JL: Is that how health data and interoperability are playing into this? By providing that standardized way for any healthcare organization to get access to this data?

SA: Getting the data foundation set is a really worthy focus area, particularly in our domain of the world. First, consistently collecting health equity data—it sounds simple, but ensuring that you get outbound data that is accurate and usable and actually captures data on race and ethnicity and gender, that doesn’t happen broadly. Some of our early expertise was in getting basic HL7 V2 data, ADTs, and the primary purpose of receiving those outbound V2 messages may not place value on those SDOH fields in the message. So you might just overlook it and before you know it, you’ve got a thousand inbound ADT feeds with unusable race, ethnicity, and gender data. Then you’d have to go back and work through all that data. That’s why having that broader picture and establishing that baseline of connectivity and ability to exchange standardized data really makes a big difference.

JL: Now that we have the data to understand the inequities and the disparities, we can start to address the problems, whereas before, we were maybe ignorant to the problem.

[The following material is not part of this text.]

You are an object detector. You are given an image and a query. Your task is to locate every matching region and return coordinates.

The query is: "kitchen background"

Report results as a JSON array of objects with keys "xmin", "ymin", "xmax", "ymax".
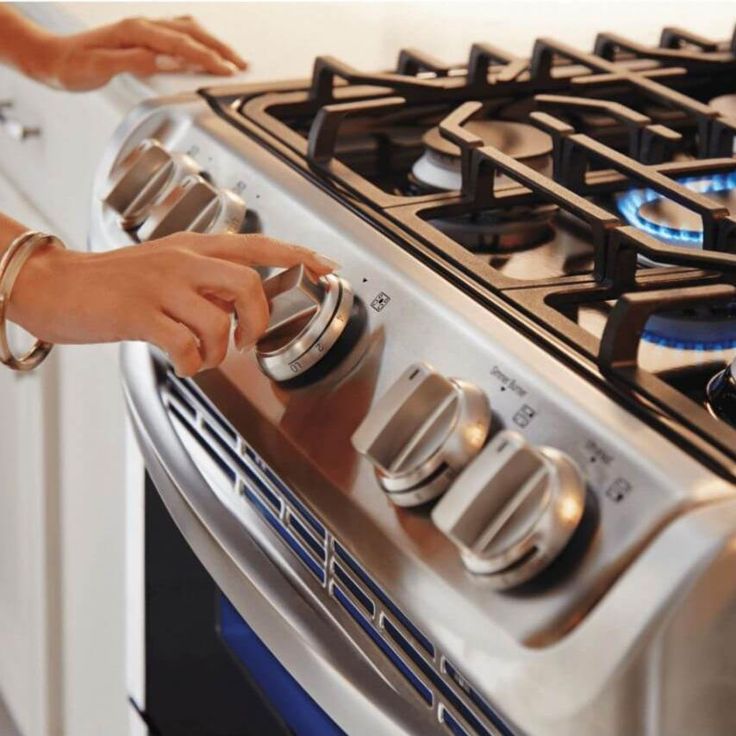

SA: Yeah, and going back to what is possible quickly, including what infrastructure do we have in place today both in terms of the core systems the data is being entered into and consumed from. Is it being captured in the first place, is it being captured in a standardized way and can it be exchanged in a standardized way? That’s where so much of the work that the Gravity Project is doing really matters, and the work ONC is doing through USCDI really matters.

In the beginning of the pandemic in 2020, only 20 states could report race and ethnicity data about who died from COVID-19. In those early days it was really unclear what the impact was when you wanted to look at data through that lens.

JL: How is Audacious Inquiry looking at working on this problem?

SA: Well first is putting resources into trying to understand it and engage in a meaningful way. Our Health Equity eBook is part of that. It’s us educating ourselves and then sharing what we learned with the community we work in, so actually putting the work and effort into looking at our own technology and solutions. For example, how do we make sure we’re starting to require that SDOH data fields are shared in ADT data feeds, and as USCDI version 2 data normalization goes into effect, that we’re adopting what the standards require through certification.

I encourage any company to look at their own systems because ultimately the early steps you can take around the types of data that are transacted regularly today, may not be as heavy of a lift but can have important impacts down the line for both foreseen use cases and also can offer the ability to react when that data becomes far more relevant as we saw during the pandemic.